Wednesday, March 04, 2009

Film Comment Selects: A Week Alone (2007)

The robust intelligence who runs Tativille recommended I see Celina Murga's A Week Alone, and I happily obliged. Regrettably the only film I managed to catch at Film Comment Selects (someday I'll possess you, Jerichow and Revanche!), it's an entrancing tale about the childhood rituals inside a gated community outside of Buenos Aires. Winner of the best director prize at last year's Thessaloniki Film Festival, Murga's mise-en-scene is unerringly precise and layered, using the paraphenalia of youth (bottles of Nesquik, video games, bracelets, studded t-shirts) to establish the daily rhythms and power structure of a household. A tale loosely told but finely detailed, the first half establishes the lazy tempo of a group of rich kids left alone for a weekend, led by the teenager Maria. They hide 'n seek and Marco Polo to their hearts content in the deathly serene subdivision. Langorous tracking shots follow the kids through the greenery. Innocent, edenic, and eerie. It feels like the entire adult population has disappeared, leaving their twentysomething nanny, Estelle, as the only adult presence.

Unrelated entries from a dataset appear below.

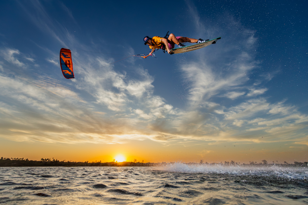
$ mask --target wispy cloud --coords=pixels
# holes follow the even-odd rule
[[[268,89],[267,88],[263,88],[259,89],[250,89],[250,91],[249,93],[247,94],[247,96],[250,97],[262,95],[267,91],[267,90]]]

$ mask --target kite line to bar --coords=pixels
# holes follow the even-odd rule
[[[79,51],[85,51],[85,52],[91,52],[91,53],[104,53],[104,54],[113,54],[113,55],[122,55],[122,56],[128,56],[128,55],[123,55],[123,54],[116,54],[116,53],[101,53],[101,52],[96,52],[95,51],[90,51],[83,50],[79,50]],[[153,53],[155,53],[155,51],[156,51],[156,50],[157,50],[154,51],[154,52],[153,52]],[[146,52],[145,52],[144,53],[146,53]],[[142,55],[143,55],[144,56],[141,56]],[[95,70],[98,70],[99,69],[100,69],[101,68],[103,68],[104,67],[106,67],[106,66],[107,66],[107,65],[111,65],[112,64],[113,64],[114,63],[116,63],[117,62],[119,62],[119,61],[122,61],[122,60],[124,60],[124,59],[125,59],[125,58],[127,58],[129,57],[131,57],[131,56],[135,56],[135,57],[142,57],[143,58],[146,58],[147,57],[148,57],[150,55],[149,54],[147,56],[146,56],[146,55],[144,55],[144,54],[136,54],[136,55],[131,55],[131,56],[127,56],[127,57],[125,57],[125,58],[122,58],[122,59],[121,59],[121,60],[120,60],[119,61],[115,61],[113,62],[113,63],[109,63],[108,65],[104,65],[104,66],[102,66],[101,67],[100,67],[99,68],[97,68],[96,69],[95,69],[94,70],[91,70],[90,71],[89,71],[89,72],[88,72],[88,73],[91,73],[91,72],[93,72],[93,71],[95,71]],[[155,58],[157,58],[156,57],[155,57],[155,55],[154,55],[154,54],[153,54],[153,53],[152,53],[152,54],[151,55],[151,55],[152,56],[153,56],[153,57],[154,57]],[[98,62],[98,61],[95,61],[95,62]]]

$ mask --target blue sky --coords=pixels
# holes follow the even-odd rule
[[[76,152],[80,144],[123,150],[137,143],[148,153],[123,154],[306,161],[307,5],[183,1],[165,11],[141,1],[1,2],[0,140],[7,148],[47,146],[51,155],[63,144],[78,145]],[[168,31],[221,39],[110,64],[148,53],[143,37]],[[62,48],[71,51],[74,79],[61,72]]]

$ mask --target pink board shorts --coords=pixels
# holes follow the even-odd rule
[[[180,38],[181,37],[182,37],[181,36],[177,36],[176,37],[176,39],[178,40],[179,39],[180,39]],[[173,42],[173,41],[171,41],[171,43],[168,43],[168,47],[169,47],[169,49],[172,49],[173,48],[174,48],[174,45],[175,45],[175,44],[174,43],[174,42]]]

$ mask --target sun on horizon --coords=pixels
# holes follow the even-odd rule
[[[125,160],[125,158],[123,155],[117,155],[115,158],[116,161],[117,161],[118,162],[122,162]]]

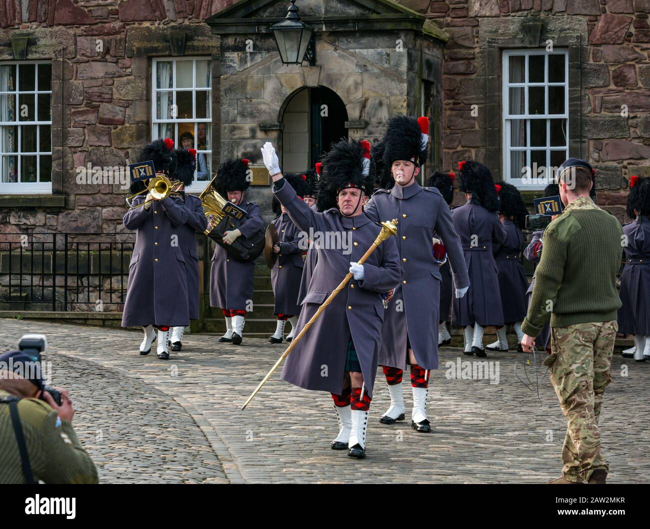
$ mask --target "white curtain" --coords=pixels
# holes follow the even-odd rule
[[[15,68],[15,66],[14,66]],[[9,88],[9,76],[12,71],[9,65],[0,66],[0,92],[6,92]],[[12,86],[12,88],[14,88]],[[14,96],[15,97],[15,96]],[[11,104],[10,104],[11,101]],[[8,94],[0,96],[0,122],[12,122],[16,119],[15,99]],[[0,127],[0,151],[3,153],[16,152],[16,142],[13,127]],[[2,157],[2,181],[15,182],[15,164],[16,158],[14,156]]]

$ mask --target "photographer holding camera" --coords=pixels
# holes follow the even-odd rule
[[[95,465],[72,428],[68,391],[44,383],[42,335],[0,355],[0,483],[96,484]]]
[[[587,162],[576,158],[558,171],[566,207],[544,231],[544,251],[521,325],[521,346],[530,351],[551,314],[551,354],[544,363],[567,423],[562,477],[555,484],[604,484],[609,469],[598,417],[612,380],[623,231],[616,218],[590,198],[593,174]]]

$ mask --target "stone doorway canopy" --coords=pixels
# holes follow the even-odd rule
[[[318,87],[343,101],[350,138],[372,143],[383,135],[386,118],[426,114],[430,159],[439,161],[445,32],[390,0],[297,0],[301,19],[315,29],[315,54],[311,65],[285,65],[270,27],[283,19],[289,5],[242,0],[205,21],[220,37],[213,97],[221,112],[213,113],[213,138],[220,149],[213,151],[214,166],[221,158],[247,158],[254,184],[266,184],[260,148],[271,141],[283,151],[287,102],[301,89]]]

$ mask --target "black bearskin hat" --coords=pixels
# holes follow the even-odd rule
[[[227,158],[216,170],[214,185],[217,192],[227,198],[228,191],[246,191],[250,185],[248,181],[248,161],[245,158]]]
[[[171,138],[154,140],[148,143],[140,150],[138,155],[138,162],[153,162],[153,167],[157,173],[164,173],[168,175],[170,170],[174,162],[174,140]],[[131,193],[139,193],[146,189],[144,181],[140,180],[133,182],[131,185]]]
[[[307,191],[306,175],[303,173],[283,173],[282,176],[289,182],[291,187],[294,188],[296,195],[300,197],[300,198],[304,198],[305,194]],[[276,198],[274,195],[273,200],[271,202],[271,209],[276,216],[280,216],[280,213],[282,213],[280,201]]]
[[[317,185],[319,211],[338,207],[339,192],[349,187],[372,196],[373,178],[370,171],[370,144],[359,140],[341,140],[333,144],[323,157],[322,174]]]
[[[429,177],[426,183],[429,187],[437,189],[445,199],[448,205],[451,205],[454,201],[454,179],[456,175],[453,173],[445,173],[442,171],[434,171]]]
[[[636,218],[634,210],[640,215],[650,215],[650,178],[630,177],[630,193],[627,196],[625,213],[630,218]]]
[[[180,180],[186,186],[191,185],[196,170],[196,150],[174,149],[174,161],[170,170],[172,180]]]
[[[393,187],[391,167],[396,160],[407,160],[416,166],[426,161],[429,140],[429,119],[410,116],[395,116],[387,122],[386,133],[375,149],[375,156],[382,154],[381,163],[376,162],[380,170],[378,177],[381,183]],[[379,153],[378,151],[383,151]]]
[[[503,213],[506,217],[512,216],[519,229],[523,229],[526,226],[528,211],[521,194],[512,184],[500,182],[499,185],[500,187],[499,192],[499,213]]]
[[[471,193],[472,198],[478,199],[488,211],[496,211],[499,209],[499,198],[489,169],[473,161],[459,162],[458,167],[458,189]]]

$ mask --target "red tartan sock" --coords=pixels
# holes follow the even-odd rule
[[[368,394],[364,391],[363,398],[361,398],[361,389],[360,387],[355,387],[352,389],[352,394],[350,398],[350,404],[352,407],[352,409],[358,410],[359,411],[367,411],[370,409],[370,402],[372,400]]]
[[[334,406],[337,407],[349,406],[351,393],[350,387],[348,386],[347,388],[343,388],[343,393],[340,395],[337,395],[335,393],[331,393],[332,400],[334,401]]]
[[[386,383],[389,386],[395,386],[402,383],[402,375],[404,371],[398,367],[388,367],[382,366],[384,374],[386,376]]]
[[[429,387],[429,378],[426,376],[426,370],[424,369],[417,364],[411,366],[411,385],[413,387]],[[426,377],[425,378],[425,377]]]

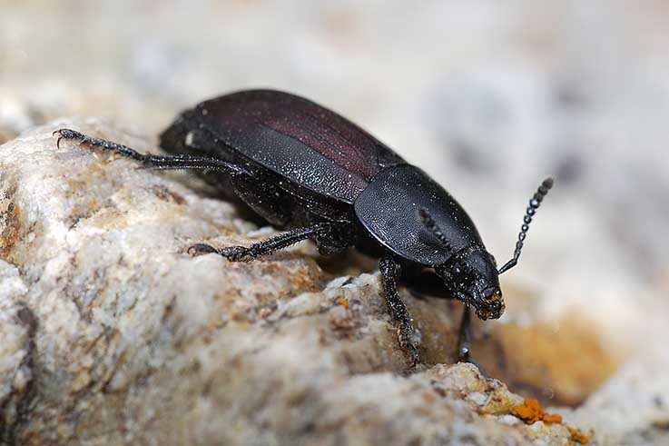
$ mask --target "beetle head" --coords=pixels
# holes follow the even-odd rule
[[[435,268],[456,298],[474,306],[479,319],[498,319],[504,312],[495,258],[483,246],[469,246]]]

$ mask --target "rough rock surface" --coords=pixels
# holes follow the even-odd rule
[[[190,243],[272,230],[185,174],[58,149],[61,126],[149,148],[95,119],[0,146],[0,444],[570,440],[564,425],[510,415],[522,398],[473,365],[409,370],[373,267],[337,277],[309,243],[249,263],[192,258]],[[421,354],[447,361],[450,304],[402,296],[440,337],[426,335]]]

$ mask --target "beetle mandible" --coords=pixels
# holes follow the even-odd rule
[[[399,298],[401,272],[428,270],[442,291],[465,303],[458,357],[469,357],[470,307],[483,320],[504,311],[498,276],[514,267],[528,225],[553,179],[529,202],[513,257],[497,270],[469,215],[438,183],[338,114],[300,96],[273,90],[241,91],[183,112],[160,137],[172,155],[133,149],[70,129],[54,134],[134,159],[153,169],[218,173],[270,223],[289,231],[251,246],[197,243],[192,254],[229,261],[256,259],[305,239],[322,254],[350,246],[380,257],[389,312],[400,345],[418,361],[418,332]],[[221,177],[223,175],[225,178]],[[413,272],[413,273],[412,273]]]

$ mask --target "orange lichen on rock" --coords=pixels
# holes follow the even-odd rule
[[[339,303],[339,305],[341,305],[344,308],[349,308],[349,301],[347,301],[343,297],[337,298],[337,303]]]
[[[562,416],[560,414],[544,411],[539,401],[532,398],[526,398],[522,404],[512,407],[511,413],[527,424],[534,424],[538,421],[546,423],[562,422]]]
[[[546,413],[541,416],[541,421],[546,423],[559,424],[562,422],[562,415],[559,413]]]
[[[582,431],[580,431],[578,429],[573,428],[570,426],[565,426],[565,427],[567,429],[567,431],[569,431],[569,433],[572,436],[571,438],[572,441],[576,441],[581,444],[586,444],[590,442],[590,439],[588,438],[588,436],[583,433]]]

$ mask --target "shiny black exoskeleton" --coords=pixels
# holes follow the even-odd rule
[[[400,268],[432,270],[443,291],[465,302],[458,352],[467,359],[469,307],[481,319],[502,314],[498,275],[517,262],[527,225],[553,184],[545,180],[530,200],[514,257],[497,270],[474,223],[443,187],[353,123],[293,94],[242,91],[201,103],[161,135],[169,156],[57,133],[59,141],[113,150],[152,168],[208,171],[210,181],[231,183],[259,215],[290,230],[249,247],[198,243],[192,253],[251,260],[312,238],[324,254],[356,246],[380,256],[389,310],[414,362],[418,336],[397,291]]]

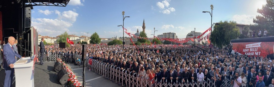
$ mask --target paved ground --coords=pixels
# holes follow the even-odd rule
[[[72,64],[69,64],[71,67],[73,68],[72,70],[77,76],[77,79],[82,84],[83,81],[83,68],[78,68],[77,66]],[[78,66],[78,67],[79,67]],[[92,71],[89,71],[87,68],[85,68],[85,74],[86,86],[86,87],[122,87],[118,85],[118,84],[108,79],[105,79],[104,77],[97,74]]]

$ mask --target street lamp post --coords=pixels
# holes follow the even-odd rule
[[[210,5],[210,9],[211,9],[211,12],[210,13],[210,12],[209,11],[203,11],[203,13],[206,13],[206,12],[208,12],[209,13],[209,14],[210,15],[210,16],[211,16],[211,23],[210,24],[210,33],[211,33],[211,32],[212,31],[212,11],[213,10],[213,5]],[[210,35],[210,44],[211,44],[211,42],[212,42],[211,40],[212,39],[211,39],[211,35]],[[211,52],[211,48],[210,48],[210,53]]]
[[[124,15],[125,15],[125,11],[123,11],[122,12],[122,15],[123,15],[123,26],[122,26],[123,27],[123,50],[124,50],[124,48],[125,47],[125,46],[124,45],[125,45],[125,40],[124,40],[124,30],[125,30],[124,28],[124,21],[125,20],[125,19],[126,17],[130,17],[130,16],[125,16],[124,17]]]
[[[194,45],[195,45],[195,42],[196,42],[196,28],[194,28]]]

The turning point of the film is the arrival of Fernando, Estelle's brother. His appearance (from outside!) reveals the cloistered nature of Mary's brood, who are never seen outside the complex (Maria claims she's been to Buenos Aires a couple times, but wasn't a big fan). As Murga backs away from the family's POV, the extent of the subdivision's security apparatus is shown, with its armed guards and "copycops." Fernando is not allowed to enter the complex until a phalanx of phone calls is made to the AWOL parents. Pulling back the veil away from the idyllic first half, the neighborhood gains the feel of a fascist Club Med.

Murga allows Fernando's difference to permeate the children's routines slowly. They ask where he's from (Entre RĂ­os) so many times it becomes an incantation. He sneaks into the sides of frames, observing the ping pong and girl talk just like us, unsettling some of the male kids, intriguing the girls, including Maria and her pre-teen cousin, Sofi.

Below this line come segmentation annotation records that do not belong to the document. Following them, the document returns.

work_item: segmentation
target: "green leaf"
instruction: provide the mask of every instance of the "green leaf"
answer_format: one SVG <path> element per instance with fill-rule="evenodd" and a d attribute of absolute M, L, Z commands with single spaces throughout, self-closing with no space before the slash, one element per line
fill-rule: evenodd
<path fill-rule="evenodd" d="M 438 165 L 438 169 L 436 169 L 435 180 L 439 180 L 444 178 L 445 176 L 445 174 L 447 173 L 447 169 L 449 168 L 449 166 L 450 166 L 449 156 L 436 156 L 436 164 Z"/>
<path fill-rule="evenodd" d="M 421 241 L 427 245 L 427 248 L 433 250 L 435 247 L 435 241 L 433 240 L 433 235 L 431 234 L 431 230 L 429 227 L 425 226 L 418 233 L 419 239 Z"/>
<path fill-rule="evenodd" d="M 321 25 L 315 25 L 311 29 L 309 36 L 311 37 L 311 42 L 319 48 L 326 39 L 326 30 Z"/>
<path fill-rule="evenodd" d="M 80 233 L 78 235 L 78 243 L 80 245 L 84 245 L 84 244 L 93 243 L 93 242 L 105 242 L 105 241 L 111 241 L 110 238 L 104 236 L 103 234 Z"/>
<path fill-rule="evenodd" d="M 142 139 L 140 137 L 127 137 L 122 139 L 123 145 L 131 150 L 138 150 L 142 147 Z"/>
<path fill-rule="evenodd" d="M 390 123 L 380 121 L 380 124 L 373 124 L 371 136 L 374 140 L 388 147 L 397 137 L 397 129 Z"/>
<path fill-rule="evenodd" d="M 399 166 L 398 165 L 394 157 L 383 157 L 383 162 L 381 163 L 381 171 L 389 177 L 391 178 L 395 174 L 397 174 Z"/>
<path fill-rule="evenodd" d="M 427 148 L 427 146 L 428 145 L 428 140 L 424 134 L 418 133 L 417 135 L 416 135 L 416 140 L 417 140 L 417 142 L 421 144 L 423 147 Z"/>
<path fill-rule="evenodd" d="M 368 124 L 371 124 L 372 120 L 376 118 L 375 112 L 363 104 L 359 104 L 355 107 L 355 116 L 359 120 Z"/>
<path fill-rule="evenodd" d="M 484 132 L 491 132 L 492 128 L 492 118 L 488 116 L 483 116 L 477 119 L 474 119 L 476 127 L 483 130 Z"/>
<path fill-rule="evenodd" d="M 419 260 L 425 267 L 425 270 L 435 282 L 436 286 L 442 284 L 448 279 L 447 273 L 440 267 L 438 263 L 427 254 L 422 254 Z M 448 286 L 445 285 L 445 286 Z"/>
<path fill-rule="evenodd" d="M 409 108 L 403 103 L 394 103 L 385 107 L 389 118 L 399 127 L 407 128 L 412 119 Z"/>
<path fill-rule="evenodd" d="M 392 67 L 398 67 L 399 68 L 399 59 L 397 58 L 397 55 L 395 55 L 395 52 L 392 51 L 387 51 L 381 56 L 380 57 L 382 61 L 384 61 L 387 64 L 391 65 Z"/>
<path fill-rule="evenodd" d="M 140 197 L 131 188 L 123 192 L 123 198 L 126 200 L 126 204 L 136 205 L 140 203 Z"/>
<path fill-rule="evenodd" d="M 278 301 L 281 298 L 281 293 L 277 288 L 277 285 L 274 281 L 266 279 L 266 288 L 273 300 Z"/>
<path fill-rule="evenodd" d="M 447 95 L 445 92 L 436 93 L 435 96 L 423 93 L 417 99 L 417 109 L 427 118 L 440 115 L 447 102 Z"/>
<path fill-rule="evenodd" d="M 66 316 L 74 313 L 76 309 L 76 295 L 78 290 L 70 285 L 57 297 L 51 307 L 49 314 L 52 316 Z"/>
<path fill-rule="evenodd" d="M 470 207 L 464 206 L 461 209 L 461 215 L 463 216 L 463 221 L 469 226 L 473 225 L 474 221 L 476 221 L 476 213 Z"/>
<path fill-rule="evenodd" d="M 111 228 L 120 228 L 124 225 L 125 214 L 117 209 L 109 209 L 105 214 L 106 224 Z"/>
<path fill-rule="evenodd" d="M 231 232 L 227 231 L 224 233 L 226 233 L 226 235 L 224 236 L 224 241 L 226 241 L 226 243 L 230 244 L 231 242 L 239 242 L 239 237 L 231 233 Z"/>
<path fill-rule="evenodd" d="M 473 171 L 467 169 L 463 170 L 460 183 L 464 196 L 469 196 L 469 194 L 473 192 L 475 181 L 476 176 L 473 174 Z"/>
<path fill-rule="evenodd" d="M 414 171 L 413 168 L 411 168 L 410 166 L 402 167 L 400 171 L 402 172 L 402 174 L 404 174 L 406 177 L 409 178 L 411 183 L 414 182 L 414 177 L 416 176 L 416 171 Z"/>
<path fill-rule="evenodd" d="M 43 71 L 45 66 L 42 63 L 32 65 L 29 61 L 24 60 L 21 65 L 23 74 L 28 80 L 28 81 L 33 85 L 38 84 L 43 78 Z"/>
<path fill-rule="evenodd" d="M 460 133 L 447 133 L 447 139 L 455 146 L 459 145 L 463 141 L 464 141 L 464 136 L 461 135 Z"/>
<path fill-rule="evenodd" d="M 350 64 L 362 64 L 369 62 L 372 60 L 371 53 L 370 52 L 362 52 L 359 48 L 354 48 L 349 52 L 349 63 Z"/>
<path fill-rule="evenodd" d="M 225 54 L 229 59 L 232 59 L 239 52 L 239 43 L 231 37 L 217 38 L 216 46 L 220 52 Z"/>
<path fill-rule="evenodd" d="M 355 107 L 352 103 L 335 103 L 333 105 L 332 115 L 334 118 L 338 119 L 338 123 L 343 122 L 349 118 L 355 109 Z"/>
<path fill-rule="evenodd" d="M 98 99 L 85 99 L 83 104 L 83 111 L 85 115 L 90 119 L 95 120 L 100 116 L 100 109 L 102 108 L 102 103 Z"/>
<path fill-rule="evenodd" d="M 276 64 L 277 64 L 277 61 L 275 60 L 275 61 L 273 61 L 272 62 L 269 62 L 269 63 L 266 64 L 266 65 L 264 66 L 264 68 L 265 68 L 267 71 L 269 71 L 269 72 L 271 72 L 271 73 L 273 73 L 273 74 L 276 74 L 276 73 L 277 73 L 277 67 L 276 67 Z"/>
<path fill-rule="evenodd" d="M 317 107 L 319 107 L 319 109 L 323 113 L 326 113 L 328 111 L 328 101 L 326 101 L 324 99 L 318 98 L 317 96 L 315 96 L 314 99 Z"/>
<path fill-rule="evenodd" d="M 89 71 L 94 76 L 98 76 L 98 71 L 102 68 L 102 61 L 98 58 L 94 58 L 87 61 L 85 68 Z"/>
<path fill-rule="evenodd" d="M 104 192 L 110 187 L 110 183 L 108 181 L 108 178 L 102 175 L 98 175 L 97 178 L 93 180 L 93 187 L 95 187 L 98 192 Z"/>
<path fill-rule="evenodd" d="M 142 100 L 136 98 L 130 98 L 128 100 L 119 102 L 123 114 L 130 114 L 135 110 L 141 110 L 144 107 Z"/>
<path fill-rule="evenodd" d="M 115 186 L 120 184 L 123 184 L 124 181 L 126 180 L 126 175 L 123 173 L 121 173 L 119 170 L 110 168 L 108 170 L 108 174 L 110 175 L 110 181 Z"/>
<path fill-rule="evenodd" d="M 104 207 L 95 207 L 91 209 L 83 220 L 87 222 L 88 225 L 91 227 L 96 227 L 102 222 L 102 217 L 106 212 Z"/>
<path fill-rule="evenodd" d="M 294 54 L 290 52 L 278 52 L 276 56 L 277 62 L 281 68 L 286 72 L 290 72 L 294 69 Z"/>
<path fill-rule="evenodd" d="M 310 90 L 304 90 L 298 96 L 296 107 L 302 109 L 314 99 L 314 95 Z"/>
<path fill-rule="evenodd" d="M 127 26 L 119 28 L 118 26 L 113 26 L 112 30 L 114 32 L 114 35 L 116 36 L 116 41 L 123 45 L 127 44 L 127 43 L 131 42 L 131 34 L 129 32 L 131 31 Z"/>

Murga displays this new arrangement of power through new rituals. Where once Maria held back on the way to school to abscond with her cousin, she now trails behind alone, eyeing Fernando. These small punctures in their routine build to a bit of childish vandalism, and their resulting capture by the copycops exposes the fissures of the group. Sofi, as elegantly laid out through the film, is a bridging agent, able to communicate with Estelle on a level beyond master-servant. She declares her urge to receive her First Communion, and inquires about her nanny's private life. This curiosity about the world outside her compound keeps this makeshift family from disintegrating.

Tativille already beat me to the punch on writing about this one, but I couldn't help it. So much so that I've already ordered her debut, Ana and the Others. More please.